There is a lovely multidimensionality in starting up a new character for a collaborative writing/role play project at Pan Historia that feeds all my creative urges at once, nearly. There are two main roads into a new character: getting an idea for a character and then finding a place for them to dwell; or finding a story you really like and then finding a character to fit in. Creating a new character from scratch is the most creatively demanding because of the added dimensions of home page design. I love kitting out a new page for a new character from finding the right graphics, or creating them from scratch if one has a bit of tech savvy with a graphics program, and then designing a fun informative home page from all the different components.
Home pages are useful. I think of them as character biographies where you can get your decorating urges taken care of and impart something useful about your character in turn. My Wyatt Earp home is both western in theme and includes useful historical quotes about Wyatt from people that actually knew him. My Gabriel Oak home is less about the personality of the character but is very informative about some of my inspiration for the character. Gabriel is an interesting character inspired both from literature and from the movies. Those familiar with Thomas Hardy will recognize the source of the character’s name, and of course the face I use is from the movie version of the novel “Far From the Maddening Crowd”. I’m not a fanboy however and Gabe is his own character. In one earlier incarnation he was an artist with a supernatural angelic side living inside him. When he moved on to a different story he became a drunk, the human mask, of the Archangel Gabriel.
Of course some characters live in many different role play and collaborative stories and one home page can hardly do justice to all their diverse lives. That’s why the profile pages were originally added as a ‘room’ off the main home page. These pages include sections for each novel that a character appears in so that the owner can give a little biographical detail. The beauty of a site like Pan, though, is that with so many interactive features the creativity of the individual takes over and tools are always adapted to the needs of their owners. I don’t try and force people to use Pan the way I anticipated. Instead I’m often adapting Pan to fit in with the needs of the users.

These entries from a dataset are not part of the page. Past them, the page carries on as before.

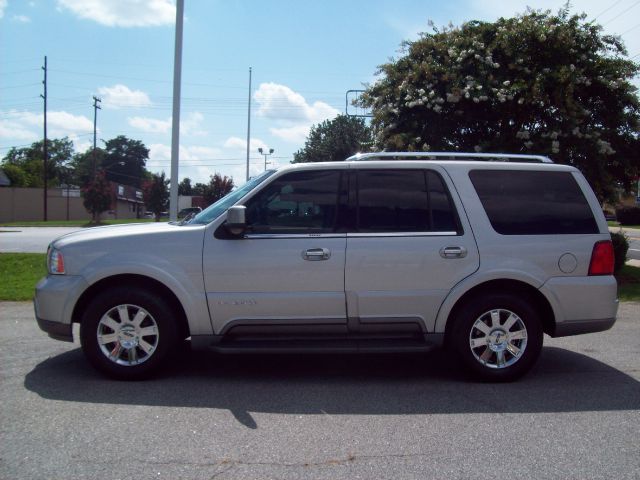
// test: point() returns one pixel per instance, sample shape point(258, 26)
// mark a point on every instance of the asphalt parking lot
point(577, 415)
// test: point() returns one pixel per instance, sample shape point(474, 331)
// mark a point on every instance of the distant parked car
point(188, 211)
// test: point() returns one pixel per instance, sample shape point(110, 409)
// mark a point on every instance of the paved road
point(30, 239)
point(577, 415)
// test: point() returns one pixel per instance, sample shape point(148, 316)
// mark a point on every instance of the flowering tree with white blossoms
point(537, 83)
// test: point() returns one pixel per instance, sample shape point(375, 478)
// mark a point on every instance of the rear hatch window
point(525, 202)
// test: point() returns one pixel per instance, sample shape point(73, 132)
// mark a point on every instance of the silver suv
point(383, 252)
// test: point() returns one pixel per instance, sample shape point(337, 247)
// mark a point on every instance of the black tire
point(137, 332)
point(487, 337)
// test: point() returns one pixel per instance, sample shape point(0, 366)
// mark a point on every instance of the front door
point(287, 273)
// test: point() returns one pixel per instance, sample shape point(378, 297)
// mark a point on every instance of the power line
point(630, 30)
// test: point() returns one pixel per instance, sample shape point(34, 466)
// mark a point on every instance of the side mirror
point(236, 220)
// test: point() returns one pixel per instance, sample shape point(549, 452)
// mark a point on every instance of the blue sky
point(305, 55)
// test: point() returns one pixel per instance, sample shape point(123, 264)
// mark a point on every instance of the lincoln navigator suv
point(480, 253)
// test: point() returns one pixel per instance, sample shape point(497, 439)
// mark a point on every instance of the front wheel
point(127, 333)
point(497, 337)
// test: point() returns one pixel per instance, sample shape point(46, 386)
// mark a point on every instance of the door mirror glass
point(236, 220)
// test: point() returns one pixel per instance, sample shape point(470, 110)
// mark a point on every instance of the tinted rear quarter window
point(524, 202)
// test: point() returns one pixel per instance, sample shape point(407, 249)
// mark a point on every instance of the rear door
point(287, 273)
point(410, 246)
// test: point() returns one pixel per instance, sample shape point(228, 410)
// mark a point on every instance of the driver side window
point(296, 203)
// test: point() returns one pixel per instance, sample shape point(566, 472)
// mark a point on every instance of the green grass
point(611, 223)
point(19, 273)
point(629, 284)
point(75, 223)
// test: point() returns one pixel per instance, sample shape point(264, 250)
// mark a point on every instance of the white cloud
point(123, 13)
point(12, 130)
point(63, 123)
point(27, 127)
point(295, 134)
point(240, 144)
point(291, 112)
point(279, 102)
point(196, 162)
point(20, 19)
point(120, 96)
point(150, 125)
point(190, 126)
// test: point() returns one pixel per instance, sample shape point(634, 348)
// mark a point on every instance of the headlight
point(55, 261)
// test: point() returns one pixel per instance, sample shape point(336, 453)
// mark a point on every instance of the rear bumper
point(582, 304)
point(579, 327)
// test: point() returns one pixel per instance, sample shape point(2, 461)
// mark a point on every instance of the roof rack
point(486, 157)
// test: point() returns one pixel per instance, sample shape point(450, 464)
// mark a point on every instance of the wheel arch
point(134, 281)
point(515, 287)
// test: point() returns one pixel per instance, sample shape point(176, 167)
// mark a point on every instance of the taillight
point(55, 262)
point(602, 258)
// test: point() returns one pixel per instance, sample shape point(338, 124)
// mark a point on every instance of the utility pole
point(249, 125)
point(45, 152)
point(262, 152)
point(96, 107)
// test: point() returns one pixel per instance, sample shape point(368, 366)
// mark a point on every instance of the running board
point(221, 344)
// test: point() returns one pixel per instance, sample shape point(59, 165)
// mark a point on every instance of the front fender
point(184, 280)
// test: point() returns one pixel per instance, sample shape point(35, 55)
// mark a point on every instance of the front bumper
point(582, 304)
point(57, 331)
point(54, 300)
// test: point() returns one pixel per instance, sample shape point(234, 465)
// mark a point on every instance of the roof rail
point(486, 157)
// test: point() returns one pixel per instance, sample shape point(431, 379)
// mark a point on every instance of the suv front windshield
point(213, 211)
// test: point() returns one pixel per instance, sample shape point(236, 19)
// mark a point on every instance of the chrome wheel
point(127, 335)
point(498, 338)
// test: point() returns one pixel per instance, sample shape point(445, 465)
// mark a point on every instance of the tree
point(97, 196)
point(26, 164)
point(82, 165)
point(536, 83)
point(156, 194)
point(125, 160)
point(217, 188)
point(184, 187)
point(16, 175)
point(335, 140)
point(199, 189)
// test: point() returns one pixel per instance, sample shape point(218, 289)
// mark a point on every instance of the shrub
point(628, 215)
point(620, 247)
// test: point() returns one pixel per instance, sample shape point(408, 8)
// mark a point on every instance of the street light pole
point(175, 118)
point(261, 151)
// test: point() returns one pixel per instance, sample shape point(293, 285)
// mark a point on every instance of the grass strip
point(19, 273)
point(75, 223)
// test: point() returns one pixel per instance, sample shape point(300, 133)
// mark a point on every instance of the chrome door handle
point(315, 254)
point(453, 252)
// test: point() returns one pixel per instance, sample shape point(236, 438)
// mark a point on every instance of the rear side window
point(403, 201)
point(520, 202)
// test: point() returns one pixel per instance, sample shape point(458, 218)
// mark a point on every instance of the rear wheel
point(497, 337)
point(127, 333)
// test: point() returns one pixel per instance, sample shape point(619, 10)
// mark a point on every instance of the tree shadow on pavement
point(562, 381)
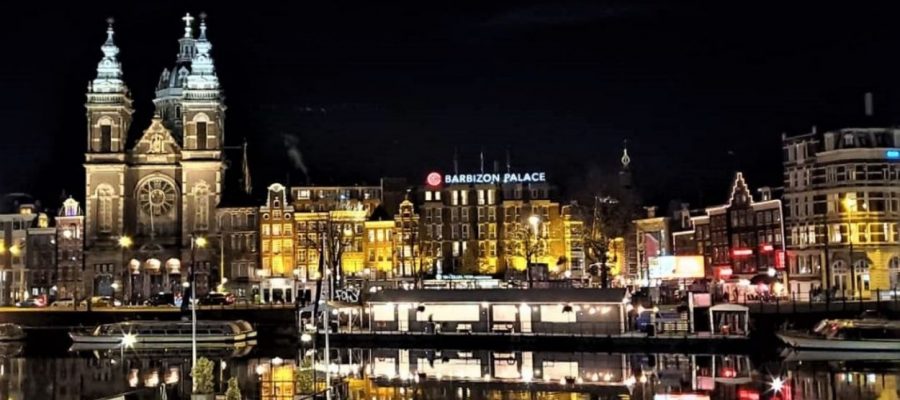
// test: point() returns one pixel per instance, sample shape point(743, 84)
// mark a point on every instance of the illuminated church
point(151, 189)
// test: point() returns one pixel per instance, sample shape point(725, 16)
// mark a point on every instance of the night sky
point(371, 89)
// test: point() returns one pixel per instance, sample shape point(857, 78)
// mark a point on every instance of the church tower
point(202, 164)
point(108, 119)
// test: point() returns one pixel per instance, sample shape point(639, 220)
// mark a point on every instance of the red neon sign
point(748, 394)
point(434, 179)
point(741, 252)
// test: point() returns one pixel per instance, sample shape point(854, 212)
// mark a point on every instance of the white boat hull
point(146, 332)
point(801, 341)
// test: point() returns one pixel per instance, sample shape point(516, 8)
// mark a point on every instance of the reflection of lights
point(129, 339)
point(132, 378)
point(152, 380)
point(172, 376)
point(776, 384)
point(527, 375)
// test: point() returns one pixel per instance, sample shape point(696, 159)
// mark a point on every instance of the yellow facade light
point(125, 242)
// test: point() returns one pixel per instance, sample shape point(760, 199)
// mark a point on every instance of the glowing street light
point(776, 384)
point(129, 339)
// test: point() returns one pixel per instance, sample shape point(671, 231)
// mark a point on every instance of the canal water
point(37, 370)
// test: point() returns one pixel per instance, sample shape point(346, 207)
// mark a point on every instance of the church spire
point(202, 81)
point(109, 69)
point(626, 160)
point(186, 43)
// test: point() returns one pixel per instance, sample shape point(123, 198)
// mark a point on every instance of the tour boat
point(848, 335)
point(11, 332)
point(156, 333)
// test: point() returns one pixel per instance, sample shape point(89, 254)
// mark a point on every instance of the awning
point(763, 278)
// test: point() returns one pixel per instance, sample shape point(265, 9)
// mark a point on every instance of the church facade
point(150, 191)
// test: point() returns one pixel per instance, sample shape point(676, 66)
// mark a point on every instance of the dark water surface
point(37, 370)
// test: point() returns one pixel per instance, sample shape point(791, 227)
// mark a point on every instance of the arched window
point(105, 125)
point(894, 271)
point(840, 280)
point(105, 195)
point(201, 206)
point(201, 122)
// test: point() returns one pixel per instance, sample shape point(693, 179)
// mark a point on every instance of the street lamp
point(535, 221)
point(850, 203)
point(125, 243)
point(196, 242)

A lot of people reserve their character biographies for the forums of the novels themselves and use the home pages as a place to show off all their awards, prizes, badges, and the little graphical gifts that people make for one another. This is probably a similar approach that many users of MySpace employ, but it’s fun nonetheless. Of course it doesn’t really help me, as a writer, when I click on their home to see more about their character, but usually I can at least some kind of sense from the avatar they have chosen to represent their character. Other people actually write out character sheets. I have never employed one of those. I like to get a general impression, and then let inspiration take its course when I’m writing. If I get too locked down on who I think a character is I find that the work become stifled and creativity shuts down.
I guess I can sum up what I’m trying to say is that using the internet and a web site like Pan Historia allows me and my fellow writers to add layers and dimensions to our writing experience, like creating images and home pages to enhance the experience. The way that any particular writer or role player chooses to implement these tools is often going to be as unique and different as the perspectives we bring to our writing and characters.